Le Dakar, le défi fou de Philippe Croizon



Après avoir traversé la Manche et relié les cinq continents à la nage, Philippe Croizon, amputé des quatre membres, s’est lancé dans un nouveau défi en participant au Dakar en janvier prochain.

A trois semaines du départ de cette grande aventure, Philippe est revenu avec nous sur la préparation d’un tel projet, démontrant encore une fois sa volonté de repousser ses limites.

Participer au Dakar avec ton handicap, c’est quand même un projet fou non ?

“C’est aussi mon point de vue en effet, c’est un projet assez fou. Comme à chaque fois que je me lance dans un défi, j’ai d’abord une idée puis je recueille les informations et j’ai peur, mais il est alors déjà trop tard pour renoncer.”

Pourquoi le Dakar ? Est-ce une course que tu suis depuis longtemps ?

“Depuis tout petit je regarde le Dakar en effet. J’ai des souvenirs mémorables à la télévision, que ce soit avec des CX, des Renault 20 dans le désert, c’était assez hallucinant à l’époque.

Je me rappelle également des Audi de 1985, des Peugeot avec la fameuse 205 T16 jaune et le gros aileron à l’arrière, c’est vraiment quelque chose qui m’a marqué dans ma jeunesse.”

Comment est né ce projet de participer au Dakar ?

“Un jour, ma compagne Suzanna m’a dit que ça faisait longtemps que je n’avais pas mené une aventure. Je lui ai tout de suite dit que j’aimerais bien faire le Dakar. De là, on s’est lancés dans ce défi avec mon agent.

Quand j’ai une envie, je ne me fixe aucune limite, sans réfléchir à mes craintes et mes peurs. Quand tu as un projet comme ça, il faut avancer au jour le jour et toujours y croire. Quand j’ai traversé la Manche ou les cinq continents à la nage, c’était aussi cette démarche : essayer de trouver des solutions au fil du temps pour arriver à accomplir un objectif.

Quand je me suis lancé dans ce projet du Dakar, je n’avais aucun centime dans la poche J’ai été rapidement voir des ingénieurs pour les faire bosser en leur demandant de bien vouloir prendre des risques alors que je n’avais aucun budget, que ce soit K.Automobilité à Paris qui a inventé le système de conduite ou Freddy Valade d’Offroad Technology en Vendée qui a réalisé le système mécanique avec le passage de vitesses et la construction du buggy.
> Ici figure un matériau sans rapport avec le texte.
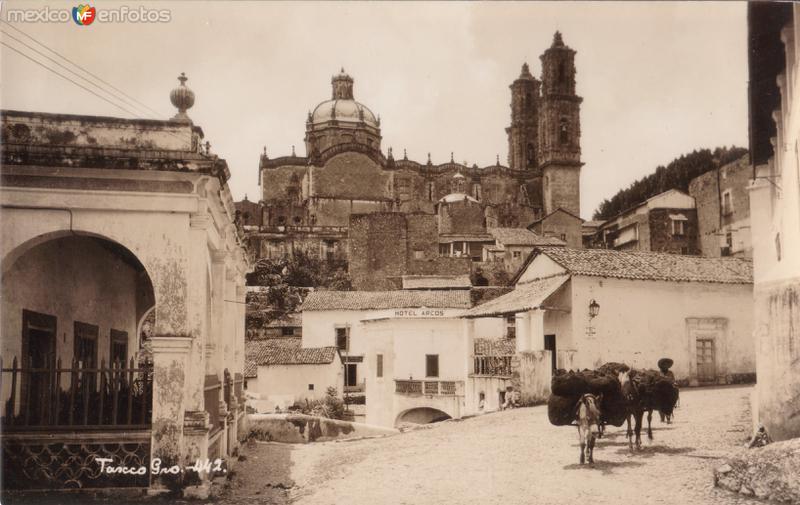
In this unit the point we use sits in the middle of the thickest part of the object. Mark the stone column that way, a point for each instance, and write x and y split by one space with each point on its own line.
170 360
214 343
523 323
468 332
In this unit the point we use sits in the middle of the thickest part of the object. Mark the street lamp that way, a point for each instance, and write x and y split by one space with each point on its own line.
594 308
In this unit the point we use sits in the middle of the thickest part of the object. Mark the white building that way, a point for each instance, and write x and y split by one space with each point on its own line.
279 372
774 57
592 306
119 250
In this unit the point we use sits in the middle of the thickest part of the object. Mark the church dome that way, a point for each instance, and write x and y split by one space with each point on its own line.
343 110
342 106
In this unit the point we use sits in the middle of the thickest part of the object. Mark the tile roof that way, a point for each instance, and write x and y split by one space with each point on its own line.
526 296
289 320
254 348
284 352
376 300
495 346
651 266
522 236
436 281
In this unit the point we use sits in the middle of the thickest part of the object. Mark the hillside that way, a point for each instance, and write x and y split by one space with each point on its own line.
676 175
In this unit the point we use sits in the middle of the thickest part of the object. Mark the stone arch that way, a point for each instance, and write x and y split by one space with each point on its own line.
422 415
76 278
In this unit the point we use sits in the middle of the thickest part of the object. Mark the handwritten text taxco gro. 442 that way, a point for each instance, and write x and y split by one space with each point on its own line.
156 467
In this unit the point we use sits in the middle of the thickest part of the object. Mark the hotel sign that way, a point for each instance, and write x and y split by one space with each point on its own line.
419 313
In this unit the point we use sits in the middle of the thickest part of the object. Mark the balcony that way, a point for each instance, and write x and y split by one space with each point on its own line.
492 366
429 387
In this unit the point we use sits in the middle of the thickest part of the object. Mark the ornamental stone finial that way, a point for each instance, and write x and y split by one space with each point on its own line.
183 99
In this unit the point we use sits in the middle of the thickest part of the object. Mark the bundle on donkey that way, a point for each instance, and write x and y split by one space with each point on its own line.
626 394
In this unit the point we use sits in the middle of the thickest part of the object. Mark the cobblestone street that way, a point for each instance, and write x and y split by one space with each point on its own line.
507 458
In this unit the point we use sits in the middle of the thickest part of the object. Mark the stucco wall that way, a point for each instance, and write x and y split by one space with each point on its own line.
404 344
73 279
283 385
640 322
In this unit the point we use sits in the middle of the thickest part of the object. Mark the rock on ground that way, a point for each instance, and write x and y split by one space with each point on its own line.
771 472
510 457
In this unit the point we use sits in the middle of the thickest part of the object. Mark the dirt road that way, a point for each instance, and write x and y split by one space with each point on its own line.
510 457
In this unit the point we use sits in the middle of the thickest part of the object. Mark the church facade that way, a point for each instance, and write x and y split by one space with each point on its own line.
307 201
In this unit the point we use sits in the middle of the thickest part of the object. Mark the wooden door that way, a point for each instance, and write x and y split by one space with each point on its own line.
550 345
39 349
706 360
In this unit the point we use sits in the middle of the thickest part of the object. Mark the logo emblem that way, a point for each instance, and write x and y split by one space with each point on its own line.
83 14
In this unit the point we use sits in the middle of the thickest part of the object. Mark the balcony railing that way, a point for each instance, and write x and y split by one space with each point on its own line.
429 387
493 366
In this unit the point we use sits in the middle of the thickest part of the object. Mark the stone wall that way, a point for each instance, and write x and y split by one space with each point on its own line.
563 226
777 333
533 371
377 250
714 227
661 237
462 217
302 429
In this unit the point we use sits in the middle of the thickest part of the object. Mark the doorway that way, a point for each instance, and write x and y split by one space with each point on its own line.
550 345
38 354
706 360
351 375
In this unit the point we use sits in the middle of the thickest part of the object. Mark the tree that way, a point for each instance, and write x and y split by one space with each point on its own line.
676 175
285 282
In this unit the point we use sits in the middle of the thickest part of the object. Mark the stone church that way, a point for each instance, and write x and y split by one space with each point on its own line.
307 202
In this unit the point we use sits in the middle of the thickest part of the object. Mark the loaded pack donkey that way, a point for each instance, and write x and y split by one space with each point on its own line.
587 417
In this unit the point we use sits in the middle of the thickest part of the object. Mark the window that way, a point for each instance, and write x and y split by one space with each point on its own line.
563 131
678 227
727 203
329 249
86 344
86 350
343 338
350 375
119 346
511 326
431 365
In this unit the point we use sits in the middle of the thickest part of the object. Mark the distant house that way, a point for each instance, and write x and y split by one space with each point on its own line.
562 225
590 306
513 245
343 319
723 209
436 282
289 325
666 222
280 372
774 60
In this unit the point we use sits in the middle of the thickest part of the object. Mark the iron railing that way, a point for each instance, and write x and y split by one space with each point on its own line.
77 397
428 387
494 366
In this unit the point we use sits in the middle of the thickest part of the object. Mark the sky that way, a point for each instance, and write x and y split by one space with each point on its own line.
658 79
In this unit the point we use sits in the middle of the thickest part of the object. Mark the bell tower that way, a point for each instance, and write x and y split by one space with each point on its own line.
523 133
560 130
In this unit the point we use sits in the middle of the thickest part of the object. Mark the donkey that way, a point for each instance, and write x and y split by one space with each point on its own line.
587 414
633 407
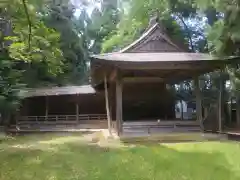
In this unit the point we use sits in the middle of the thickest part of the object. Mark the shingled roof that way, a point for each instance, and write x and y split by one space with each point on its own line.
57 91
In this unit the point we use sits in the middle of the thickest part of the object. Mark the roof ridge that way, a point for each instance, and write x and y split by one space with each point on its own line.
147 33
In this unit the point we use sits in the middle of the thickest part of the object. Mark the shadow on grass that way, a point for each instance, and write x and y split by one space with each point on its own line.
80 161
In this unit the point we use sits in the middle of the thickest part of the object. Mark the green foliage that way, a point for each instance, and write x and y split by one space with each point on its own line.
135 18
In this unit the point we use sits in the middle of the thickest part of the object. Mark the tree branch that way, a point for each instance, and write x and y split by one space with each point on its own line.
29 24
187 29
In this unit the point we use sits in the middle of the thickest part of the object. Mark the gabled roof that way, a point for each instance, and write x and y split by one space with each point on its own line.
57 91
155 57
154 39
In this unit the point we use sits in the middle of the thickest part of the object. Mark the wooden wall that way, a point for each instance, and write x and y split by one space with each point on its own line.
141 101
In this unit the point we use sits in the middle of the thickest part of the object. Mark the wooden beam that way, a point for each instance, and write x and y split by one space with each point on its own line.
198 102
119 103
107 105
142 79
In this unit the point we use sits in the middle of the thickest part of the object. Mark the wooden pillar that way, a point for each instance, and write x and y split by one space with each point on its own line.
77 110
230 110
220 106
238 111
119 103
198 102
107 105
46 108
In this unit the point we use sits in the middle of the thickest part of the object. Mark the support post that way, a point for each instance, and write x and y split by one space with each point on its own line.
119 103
46 110
238 111
230 110
107 105
220 106
77 110
198 102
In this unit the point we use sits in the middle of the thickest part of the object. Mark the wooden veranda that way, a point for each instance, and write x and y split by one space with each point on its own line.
154 58
61 108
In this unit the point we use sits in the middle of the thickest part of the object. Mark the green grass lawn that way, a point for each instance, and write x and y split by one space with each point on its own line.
58 157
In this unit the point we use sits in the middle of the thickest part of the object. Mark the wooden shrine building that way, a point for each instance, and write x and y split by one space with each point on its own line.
131 85
138 77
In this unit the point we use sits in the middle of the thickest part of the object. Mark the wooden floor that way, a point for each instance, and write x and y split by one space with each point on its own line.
145 128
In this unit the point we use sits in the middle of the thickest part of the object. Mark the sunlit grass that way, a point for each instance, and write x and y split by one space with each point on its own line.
62 157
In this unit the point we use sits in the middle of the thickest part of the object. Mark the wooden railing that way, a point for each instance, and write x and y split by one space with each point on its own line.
61 118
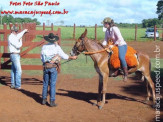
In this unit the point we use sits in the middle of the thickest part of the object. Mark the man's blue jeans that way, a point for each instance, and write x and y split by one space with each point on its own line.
16 70
122 53
50 75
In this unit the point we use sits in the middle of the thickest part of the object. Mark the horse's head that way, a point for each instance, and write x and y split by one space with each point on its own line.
79 45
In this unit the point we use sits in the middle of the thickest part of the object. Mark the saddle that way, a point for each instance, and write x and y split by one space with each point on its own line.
56 60
50 65
131 57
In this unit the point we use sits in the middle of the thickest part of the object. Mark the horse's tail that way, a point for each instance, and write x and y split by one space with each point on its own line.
150 67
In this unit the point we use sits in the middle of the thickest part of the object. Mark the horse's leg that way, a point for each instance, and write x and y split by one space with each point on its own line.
105 81
151 84
148 90
99 86
99 90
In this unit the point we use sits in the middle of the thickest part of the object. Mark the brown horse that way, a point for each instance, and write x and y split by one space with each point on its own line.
102 67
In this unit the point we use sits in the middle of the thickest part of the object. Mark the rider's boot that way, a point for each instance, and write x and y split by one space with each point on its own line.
125 74
115 74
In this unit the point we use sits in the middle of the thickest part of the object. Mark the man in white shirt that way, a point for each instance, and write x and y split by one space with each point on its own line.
14 45
113 33
49 53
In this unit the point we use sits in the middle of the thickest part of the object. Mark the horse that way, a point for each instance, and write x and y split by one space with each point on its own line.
101 58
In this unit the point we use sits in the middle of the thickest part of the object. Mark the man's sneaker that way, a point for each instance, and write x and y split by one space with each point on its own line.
53 104
43 101
12 87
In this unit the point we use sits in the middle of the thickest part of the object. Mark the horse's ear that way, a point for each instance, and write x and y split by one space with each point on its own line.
84 34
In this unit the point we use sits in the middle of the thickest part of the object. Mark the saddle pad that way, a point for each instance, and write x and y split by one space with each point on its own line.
130 57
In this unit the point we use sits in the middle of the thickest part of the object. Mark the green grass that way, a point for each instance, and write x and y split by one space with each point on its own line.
79 68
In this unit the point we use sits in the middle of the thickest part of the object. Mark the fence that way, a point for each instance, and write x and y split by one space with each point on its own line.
136 30
27 42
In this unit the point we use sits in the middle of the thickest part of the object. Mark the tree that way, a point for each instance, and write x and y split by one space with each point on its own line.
160 9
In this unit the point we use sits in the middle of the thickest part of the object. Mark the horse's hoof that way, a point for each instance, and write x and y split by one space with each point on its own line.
100 107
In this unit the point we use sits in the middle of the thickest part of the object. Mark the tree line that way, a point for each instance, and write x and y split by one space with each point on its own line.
10 19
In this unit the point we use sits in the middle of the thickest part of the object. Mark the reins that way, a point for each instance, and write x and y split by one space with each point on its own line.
99 51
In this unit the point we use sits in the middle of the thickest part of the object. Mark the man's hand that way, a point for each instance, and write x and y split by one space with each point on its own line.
26 30
73 57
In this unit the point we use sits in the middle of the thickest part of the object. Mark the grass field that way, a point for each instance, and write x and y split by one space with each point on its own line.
79 67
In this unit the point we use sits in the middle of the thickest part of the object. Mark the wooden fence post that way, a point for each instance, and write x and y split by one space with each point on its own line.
96 32
74 31
136 32
5 39
155 33
52 26
43 27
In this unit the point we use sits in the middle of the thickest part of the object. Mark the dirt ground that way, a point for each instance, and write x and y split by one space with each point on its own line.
125 101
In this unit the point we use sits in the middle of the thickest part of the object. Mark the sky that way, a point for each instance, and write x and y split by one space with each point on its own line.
88 12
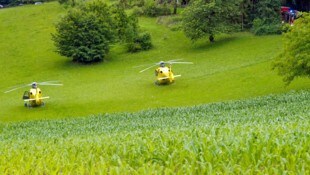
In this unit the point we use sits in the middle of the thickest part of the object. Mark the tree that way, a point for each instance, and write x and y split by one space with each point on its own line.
206 18
267 18
85 33
294 60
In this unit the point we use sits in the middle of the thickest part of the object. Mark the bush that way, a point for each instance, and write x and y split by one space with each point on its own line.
140 42
137 11
153 10
262 27
267 17
85 33
294 60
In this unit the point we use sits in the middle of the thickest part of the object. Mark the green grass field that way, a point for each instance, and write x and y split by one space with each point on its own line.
237 66
266 135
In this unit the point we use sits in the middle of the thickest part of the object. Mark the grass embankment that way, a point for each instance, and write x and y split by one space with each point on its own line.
268 135
234 67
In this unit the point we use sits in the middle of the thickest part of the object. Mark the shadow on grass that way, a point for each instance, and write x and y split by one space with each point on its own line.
205 44
68 64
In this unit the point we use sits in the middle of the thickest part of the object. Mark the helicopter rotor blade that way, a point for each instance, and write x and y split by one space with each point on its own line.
176 76
162 78
52 81
22 86
173 62
49 84
148 68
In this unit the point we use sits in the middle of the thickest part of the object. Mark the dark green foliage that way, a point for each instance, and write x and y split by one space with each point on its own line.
153 10
294 61
263 27
127 26
85 33
267 18
140 42
208 18
138 11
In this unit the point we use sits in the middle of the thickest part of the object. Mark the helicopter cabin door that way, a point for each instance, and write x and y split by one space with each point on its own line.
26 95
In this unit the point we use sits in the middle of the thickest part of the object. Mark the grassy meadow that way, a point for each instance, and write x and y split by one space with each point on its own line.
237 66
266 135
229 113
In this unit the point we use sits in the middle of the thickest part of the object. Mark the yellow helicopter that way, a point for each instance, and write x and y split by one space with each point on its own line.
34 97
164 74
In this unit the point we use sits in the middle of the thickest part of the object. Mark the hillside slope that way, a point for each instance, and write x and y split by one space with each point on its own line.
234 67
267 135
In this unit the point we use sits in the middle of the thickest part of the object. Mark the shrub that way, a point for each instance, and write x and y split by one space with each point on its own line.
140 42
153 10
294 60
263 27
137 11
85 33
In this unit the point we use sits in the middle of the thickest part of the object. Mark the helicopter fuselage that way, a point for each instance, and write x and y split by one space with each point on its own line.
164 75
33 97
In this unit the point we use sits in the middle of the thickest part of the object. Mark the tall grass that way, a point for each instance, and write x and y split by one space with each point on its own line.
234 67
267 135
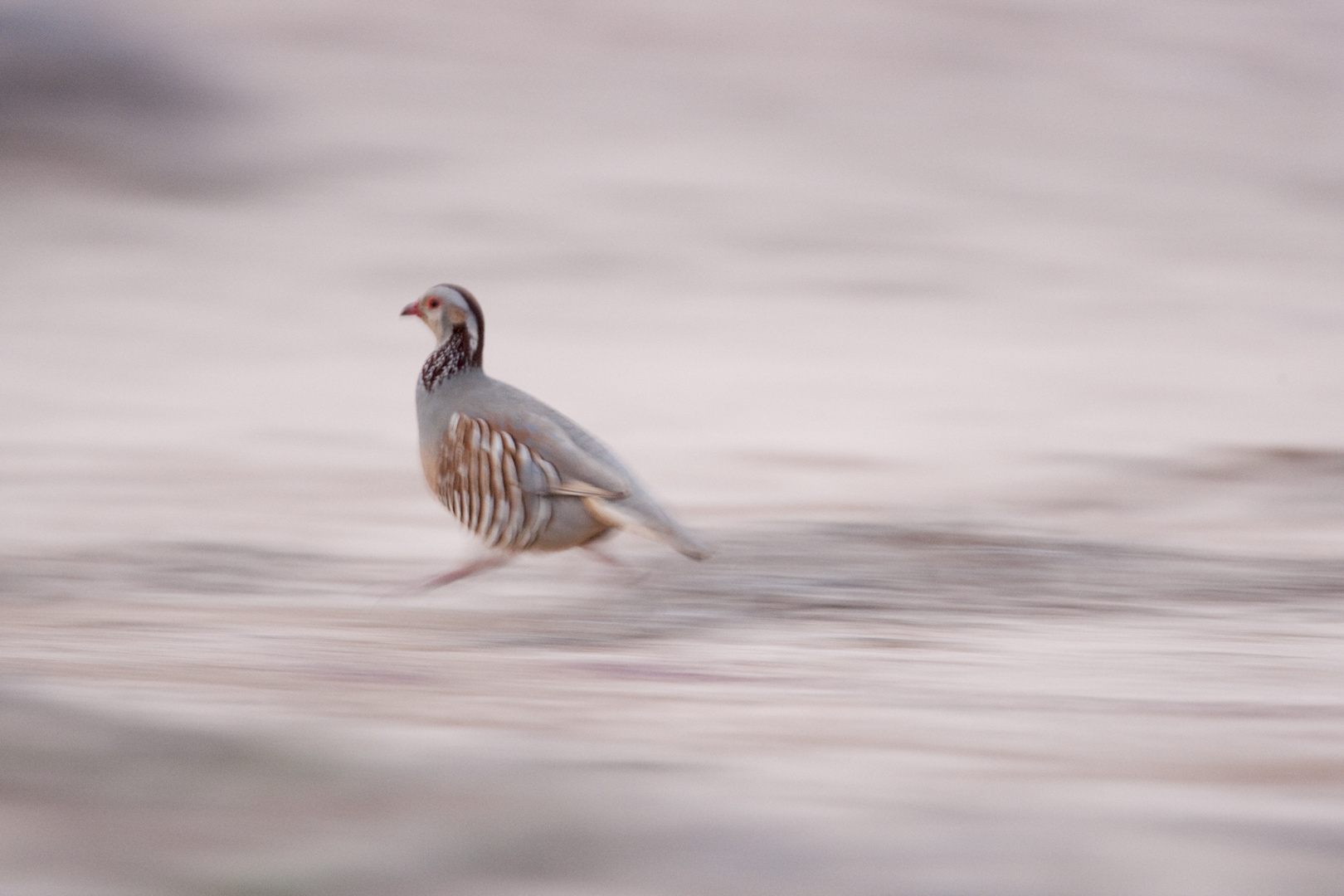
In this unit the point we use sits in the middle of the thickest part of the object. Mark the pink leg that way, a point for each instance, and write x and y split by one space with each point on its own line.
488 562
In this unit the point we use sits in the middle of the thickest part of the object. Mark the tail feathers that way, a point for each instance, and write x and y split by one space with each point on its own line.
659 528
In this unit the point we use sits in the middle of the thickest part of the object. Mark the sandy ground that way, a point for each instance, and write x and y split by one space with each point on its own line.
997 345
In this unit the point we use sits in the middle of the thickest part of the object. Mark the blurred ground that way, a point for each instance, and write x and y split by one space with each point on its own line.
997 345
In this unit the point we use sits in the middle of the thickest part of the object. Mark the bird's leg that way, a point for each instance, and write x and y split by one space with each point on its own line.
488 562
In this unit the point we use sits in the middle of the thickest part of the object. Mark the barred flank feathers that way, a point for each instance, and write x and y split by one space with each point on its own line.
480 476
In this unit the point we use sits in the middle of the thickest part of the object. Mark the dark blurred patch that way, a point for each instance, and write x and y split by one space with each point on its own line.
86 97
821 572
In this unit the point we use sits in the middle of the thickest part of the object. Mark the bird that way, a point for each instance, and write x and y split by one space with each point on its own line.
514 470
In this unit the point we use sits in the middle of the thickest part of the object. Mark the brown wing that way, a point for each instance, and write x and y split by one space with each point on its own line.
494 484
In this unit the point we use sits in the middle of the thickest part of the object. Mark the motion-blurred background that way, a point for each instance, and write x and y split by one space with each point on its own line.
997 344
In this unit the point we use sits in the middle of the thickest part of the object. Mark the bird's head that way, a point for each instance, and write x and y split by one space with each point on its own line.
450 310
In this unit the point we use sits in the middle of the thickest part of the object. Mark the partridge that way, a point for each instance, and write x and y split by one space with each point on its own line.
514 470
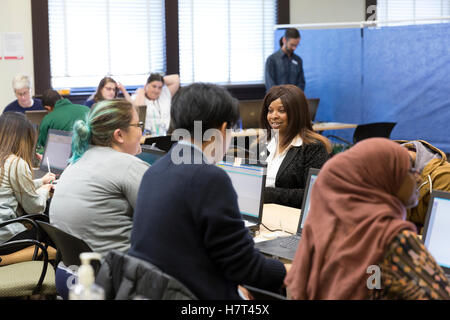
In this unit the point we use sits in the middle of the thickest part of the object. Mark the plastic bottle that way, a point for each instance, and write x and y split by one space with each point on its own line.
86 289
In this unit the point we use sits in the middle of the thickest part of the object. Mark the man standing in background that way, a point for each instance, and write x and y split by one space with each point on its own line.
284 66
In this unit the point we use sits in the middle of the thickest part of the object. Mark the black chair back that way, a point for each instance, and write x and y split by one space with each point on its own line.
371 130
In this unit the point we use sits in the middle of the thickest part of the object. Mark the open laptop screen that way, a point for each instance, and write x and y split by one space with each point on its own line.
57 150
248 182
436 232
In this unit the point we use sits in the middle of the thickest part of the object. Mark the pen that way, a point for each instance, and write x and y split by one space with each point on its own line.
48 165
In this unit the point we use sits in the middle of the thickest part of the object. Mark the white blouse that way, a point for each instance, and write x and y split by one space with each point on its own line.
274 161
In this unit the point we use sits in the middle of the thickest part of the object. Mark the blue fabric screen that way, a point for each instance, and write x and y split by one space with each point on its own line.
398 74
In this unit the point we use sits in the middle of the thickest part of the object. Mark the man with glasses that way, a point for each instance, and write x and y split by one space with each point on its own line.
432 172
284 66
22 88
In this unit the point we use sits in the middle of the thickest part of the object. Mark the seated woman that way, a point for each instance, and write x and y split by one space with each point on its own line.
19 193
187 220
157 96
293 147
22 89
96 194
356 243
107 89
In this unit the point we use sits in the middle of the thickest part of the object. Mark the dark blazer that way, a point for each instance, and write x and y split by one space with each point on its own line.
293 172
188 224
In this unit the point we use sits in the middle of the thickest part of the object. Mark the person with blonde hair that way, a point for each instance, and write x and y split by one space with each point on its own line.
21 84
19 193
293 145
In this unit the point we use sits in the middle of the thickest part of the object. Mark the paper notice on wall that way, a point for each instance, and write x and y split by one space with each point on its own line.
13 45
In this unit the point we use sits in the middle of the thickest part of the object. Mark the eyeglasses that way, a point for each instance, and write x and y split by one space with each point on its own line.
140 124
23 94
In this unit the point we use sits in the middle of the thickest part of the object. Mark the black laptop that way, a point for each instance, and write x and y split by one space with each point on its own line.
150 154
285 247
248 179
436 232
313 105
57 152
161 142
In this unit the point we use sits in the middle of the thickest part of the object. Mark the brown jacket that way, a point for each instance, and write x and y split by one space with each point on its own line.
438 171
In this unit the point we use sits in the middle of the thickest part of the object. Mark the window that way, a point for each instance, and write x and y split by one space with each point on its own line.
90 39
225 41
411 10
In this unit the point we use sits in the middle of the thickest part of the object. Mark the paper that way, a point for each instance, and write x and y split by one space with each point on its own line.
13 45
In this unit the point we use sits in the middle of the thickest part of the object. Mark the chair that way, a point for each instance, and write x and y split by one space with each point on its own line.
24 279
260 294
124 277
369 130
68 246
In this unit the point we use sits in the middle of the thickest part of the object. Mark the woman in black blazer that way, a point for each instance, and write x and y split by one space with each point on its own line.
293 145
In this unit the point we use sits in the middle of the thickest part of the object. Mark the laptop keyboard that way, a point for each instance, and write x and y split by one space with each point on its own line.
290 242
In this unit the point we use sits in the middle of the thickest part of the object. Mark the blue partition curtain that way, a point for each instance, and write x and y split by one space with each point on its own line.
396 74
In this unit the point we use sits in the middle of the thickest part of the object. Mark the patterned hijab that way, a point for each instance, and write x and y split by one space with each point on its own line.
354 215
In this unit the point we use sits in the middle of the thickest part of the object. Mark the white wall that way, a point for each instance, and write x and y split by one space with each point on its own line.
15 16
318 11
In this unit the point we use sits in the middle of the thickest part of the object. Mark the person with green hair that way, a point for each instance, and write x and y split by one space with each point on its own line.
95 196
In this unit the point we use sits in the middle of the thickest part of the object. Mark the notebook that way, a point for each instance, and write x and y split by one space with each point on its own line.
436 235
36 116
248 181
313 105
285 247
57 152
150 154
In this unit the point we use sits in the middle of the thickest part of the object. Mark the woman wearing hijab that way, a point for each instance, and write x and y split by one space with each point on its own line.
356 225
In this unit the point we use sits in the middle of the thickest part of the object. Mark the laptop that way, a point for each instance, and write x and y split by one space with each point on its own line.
248 180
313 105
36 116
161 142
436 235
150 154
285 247
57 152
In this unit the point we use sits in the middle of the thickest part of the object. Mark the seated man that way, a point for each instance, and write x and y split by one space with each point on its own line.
22 89
62 114
434 171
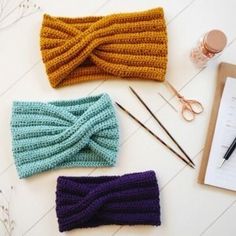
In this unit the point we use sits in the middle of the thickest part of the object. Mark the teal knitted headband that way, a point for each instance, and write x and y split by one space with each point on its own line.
59 134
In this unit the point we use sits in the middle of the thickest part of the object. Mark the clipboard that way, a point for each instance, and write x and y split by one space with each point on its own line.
224 70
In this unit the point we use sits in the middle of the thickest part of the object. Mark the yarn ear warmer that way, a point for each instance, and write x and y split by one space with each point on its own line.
59 134
131 199
128 45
Au jour le jour, nous avons avancé, que ce soit pour trouver des solutions mécaniques mais également financières. J’ai crée mon propre crowdfunding pour permettre de financer les premières pièces de la voiture et réaliser les premiers tours de roue avant d’aller voir de gros sponsors tels que Matmut ou HAFA par exemple.”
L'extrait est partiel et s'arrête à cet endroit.